I am having some trouble with a textbook problem.
I am given that $U_1, ... U_n$ are independent random variables with uniform distribution over $[0,1]$ and that $U_{(n)}$ is the maximum.
I have to show that the CDF of the standardized $U_{(n)}$ approaches a limiting value.
I know that the CDF of $U_{(n)}$ is $F(U)=(u)^n$ and that the standardized $U_{(n)}$ is $U_{(n)}^*=\frac{U_{(n)}-\frac{n}{n+1}}{\sqrt{\frac{n}{(n+1)^2(n+2)}}}$, where $E[U_{(n)}] = \frac{n}{n+1}$ and $var(U_{(n)})=\frac{n}{(n+1)^2(n+2)}$.
However, I am unsure on how to find the CDF of $U_{(n)}^*$ and then show the limiting value.
Any help is appreciated, thank you in advance.

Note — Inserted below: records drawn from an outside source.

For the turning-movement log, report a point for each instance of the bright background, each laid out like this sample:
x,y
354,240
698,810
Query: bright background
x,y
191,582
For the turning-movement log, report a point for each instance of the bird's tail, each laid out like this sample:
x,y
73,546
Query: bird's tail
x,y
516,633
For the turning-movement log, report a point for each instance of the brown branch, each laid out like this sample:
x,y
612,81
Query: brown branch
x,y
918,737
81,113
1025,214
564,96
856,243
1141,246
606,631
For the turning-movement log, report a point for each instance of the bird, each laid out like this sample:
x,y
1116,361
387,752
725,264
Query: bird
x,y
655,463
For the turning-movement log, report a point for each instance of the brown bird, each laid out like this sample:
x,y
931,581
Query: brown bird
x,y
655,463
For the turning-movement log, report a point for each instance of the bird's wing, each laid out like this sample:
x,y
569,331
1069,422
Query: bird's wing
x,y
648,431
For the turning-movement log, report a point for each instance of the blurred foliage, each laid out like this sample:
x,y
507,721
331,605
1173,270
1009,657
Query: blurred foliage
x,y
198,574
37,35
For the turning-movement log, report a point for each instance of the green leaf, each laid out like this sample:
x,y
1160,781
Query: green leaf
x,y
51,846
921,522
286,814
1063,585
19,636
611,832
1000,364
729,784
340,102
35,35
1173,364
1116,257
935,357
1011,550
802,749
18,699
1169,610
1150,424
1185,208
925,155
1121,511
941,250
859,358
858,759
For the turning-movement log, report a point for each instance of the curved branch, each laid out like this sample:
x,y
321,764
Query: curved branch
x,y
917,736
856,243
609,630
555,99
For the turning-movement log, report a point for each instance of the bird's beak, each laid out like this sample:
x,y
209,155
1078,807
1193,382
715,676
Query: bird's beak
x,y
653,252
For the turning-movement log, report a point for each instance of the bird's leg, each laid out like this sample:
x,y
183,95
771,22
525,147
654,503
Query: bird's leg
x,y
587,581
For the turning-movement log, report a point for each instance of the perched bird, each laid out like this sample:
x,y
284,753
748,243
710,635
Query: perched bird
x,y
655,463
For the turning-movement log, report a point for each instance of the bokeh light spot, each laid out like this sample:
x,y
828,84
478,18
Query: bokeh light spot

$$F_{U^*_{(n)}}(t) = F_{U_{(n)}}(t \cdot \text{SD}(U_{(n)}) + E[U_{(n)}]) = \begin{cases} 0 & t \sqrt{\frac{n}{(n+1)^2 (n+2)}} + \frac{n}{n+1} < 0 \\ 1& t \sqrt{\frac{n}{(n+1)^2 (n+2)}} + \frac{n}{n+1} > 1 \\ \left(t \sqrt{\frac{n}{(n+1)^2 (n+2)}} + \frac{n}{n+1}\right)^n & \text{otherwise} \end{cases}$$
I believe that if you take $n \to \infty$ and do some computations (recall $e^x = \left(1+\frac{x}{n}\right)^n$), the limit is $F(t) = e^{t-1}$ for $t \le 1$, and $F(t)=1$ for $t>1$. That is, if $U^*$ is the random variable with the limiting distribution, then $1-U^*$ is an exponential random variable with mean $1$.